We soon left the “Starbucks” of Atenas and started traipsing among coffee beans spread out on black plastic and on mesh screens drying in the blazing sun. This was organic coffee farming at the basic level. There was nothing “bulk” about the process here.
We soon found ourselves surrounded by coffee plants as Gabriel not only talked coffee, but local flora and fauna. He showed us trees and plants and butterflies and birds – and told us the names and why they were important to growing organic coffee. Everything interacted to produce better coffee without destroying the surrounding ecology. Even the horse shit baking in the sun was important.

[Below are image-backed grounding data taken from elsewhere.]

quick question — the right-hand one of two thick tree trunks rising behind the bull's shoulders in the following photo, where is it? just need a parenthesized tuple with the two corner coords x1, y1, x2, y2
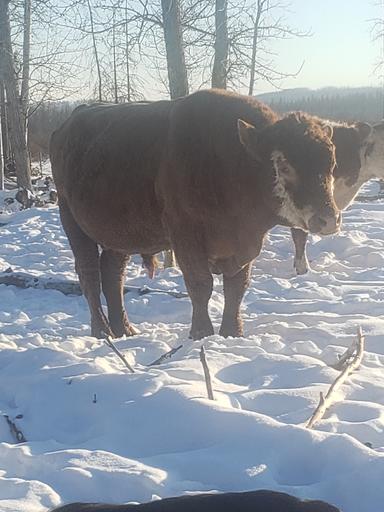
(212, 0, 229, 89)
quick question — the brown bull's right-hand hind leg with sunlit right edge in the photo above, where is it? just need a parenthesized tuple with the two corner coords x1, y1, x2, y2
(100, 249, 138, 338)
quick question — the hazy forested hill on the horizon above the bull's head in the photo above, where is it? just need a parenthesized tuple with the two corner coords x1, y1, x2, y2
(257, 87, 384, 122)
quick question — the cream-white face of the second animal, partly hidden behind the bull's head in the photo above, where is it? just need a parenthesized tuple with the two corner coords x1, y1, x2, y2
(334, 124, 384, 210)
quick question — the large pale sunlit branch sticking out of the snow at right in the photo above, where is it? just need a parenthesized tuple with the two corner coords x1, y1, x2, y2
(306, 327, 365, 428)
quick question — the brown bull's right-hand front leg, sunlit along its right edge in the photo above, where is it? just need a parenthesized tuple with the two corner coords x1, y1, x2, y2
(219, 263, 252, 337)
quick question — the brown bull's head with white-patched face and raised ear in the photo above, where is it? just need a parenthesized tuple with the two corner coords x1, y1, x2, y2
(238, 113, 341, 235)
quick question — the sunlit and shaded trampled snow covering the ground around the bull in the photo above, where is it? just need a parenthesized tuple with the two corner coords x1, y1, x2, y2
(0, 184, 384, 512)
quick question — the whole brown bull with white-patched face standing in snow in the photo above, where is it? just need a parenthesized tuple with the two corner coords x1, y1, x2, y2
(50, 90, 340, 339)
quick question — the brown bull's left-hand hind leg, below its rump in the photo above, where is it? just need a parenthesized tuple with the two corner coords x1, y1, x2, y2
(59, 198, 113, 338)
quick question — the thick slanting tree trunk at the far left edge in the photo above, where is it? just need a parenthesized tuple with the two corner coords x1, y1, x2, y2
(0, 0, 32, 190)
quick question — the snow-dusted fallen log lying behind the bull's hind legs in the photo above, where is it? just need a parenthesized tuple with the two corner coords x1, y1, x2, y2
(0, 269, 188, 299)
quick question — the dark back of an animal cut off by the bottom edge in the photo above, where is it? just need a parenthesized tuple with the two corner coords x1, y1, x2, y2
(52, 491, 341, 512)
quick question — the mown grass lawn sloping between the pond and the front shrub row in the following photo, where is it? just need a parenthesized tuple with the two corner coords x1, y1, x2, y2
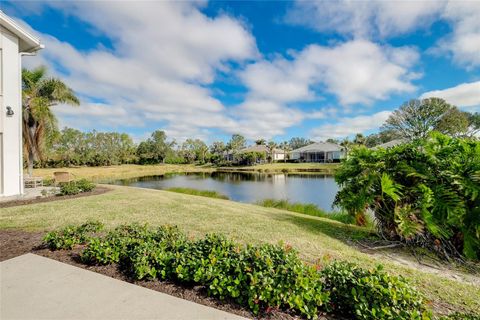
(0, 185, 480, 311)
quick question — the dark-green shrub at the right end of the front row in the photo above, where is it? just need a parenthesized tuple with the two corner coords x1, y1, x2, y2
(322, 262, 430, 319)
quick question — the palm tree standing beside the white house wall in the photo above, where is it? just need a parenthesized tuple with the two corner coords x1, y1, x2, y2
(22, 67, 80, 176)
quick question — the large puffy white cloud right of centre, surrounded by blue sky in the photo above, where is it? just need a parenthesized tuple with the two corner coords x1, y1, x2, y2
(233, 40, 418, 138)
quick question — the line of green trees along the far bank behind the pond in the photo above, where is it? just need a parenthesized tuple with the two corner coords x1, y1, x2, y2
(37, 128, 312, 167)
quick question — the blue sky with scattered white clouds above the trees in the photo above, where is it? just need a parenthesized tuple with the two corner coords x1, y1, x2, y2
(0, 0, 480, 142)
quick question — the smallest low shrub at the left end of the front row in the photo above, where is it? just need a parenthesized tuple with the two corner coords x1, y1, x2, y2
(43, 221, 103, 250)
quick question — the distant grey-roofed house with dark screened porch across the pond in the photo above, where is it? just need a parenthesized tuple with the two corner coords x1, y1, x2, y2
(290, 142, 345, 163)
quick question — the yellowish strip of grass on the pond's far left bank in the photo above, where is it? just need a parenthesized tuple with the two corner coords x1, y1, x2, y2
(33, 164, 214, 181)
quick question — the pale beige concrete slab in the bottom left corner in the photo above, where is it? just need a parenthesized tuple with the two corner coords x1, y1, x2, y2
(0, 253, 248, 320)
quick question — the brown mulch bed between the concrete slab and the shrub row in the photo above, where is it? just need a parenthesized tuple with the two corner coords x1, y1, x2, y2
(0, 230, 334, 320)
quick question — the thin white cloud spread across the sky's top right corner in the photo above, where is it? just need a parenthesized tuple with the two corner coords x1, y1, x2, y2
(285, 0, 480, 69)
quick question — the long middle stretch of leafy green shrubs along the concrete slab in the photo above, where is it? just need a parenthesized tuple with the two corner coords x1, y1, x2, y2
(81, 226, 328, 318)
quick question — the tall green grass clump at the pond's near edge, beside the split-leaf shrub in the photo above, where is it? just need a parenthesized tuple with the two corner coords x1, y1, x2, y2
(257, 199, 355, 224)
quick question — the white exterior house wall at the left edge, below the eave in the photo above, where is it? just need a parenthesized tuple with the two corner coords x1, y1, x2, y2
(0, 26, 23, 196)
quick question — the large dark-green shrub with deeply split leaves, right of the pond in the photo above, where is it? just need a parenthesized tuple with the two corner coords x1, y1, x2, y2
(335, 134, 480, 259)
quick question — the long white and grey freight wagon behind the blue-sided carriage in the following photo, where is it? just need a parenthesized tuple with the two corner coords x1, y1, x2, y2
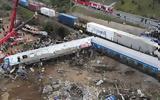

Go here if you want to read more about organic coffee farming and processing.
I am impressed.
This tiny group of coffee farmers near Atenas, just down the road from the giant Coopeatenas, are raising a top quality coffee without ruining their health or the health of the ground.
I guess we will tour the giant Britt Coffee processing plant at some point in time, but we won’t learn any more about coffee and how it’s grown than we did from Gabriel.
I’m convinced that we need to prune our coffee plants back, let them recover and not bear fruit for a year, and then grow them without pesticides and herbicides.
Of course, my livelihood doesn’t depend on selling coffee.
I hope El Toledo and their neighbors do well. They deserve it.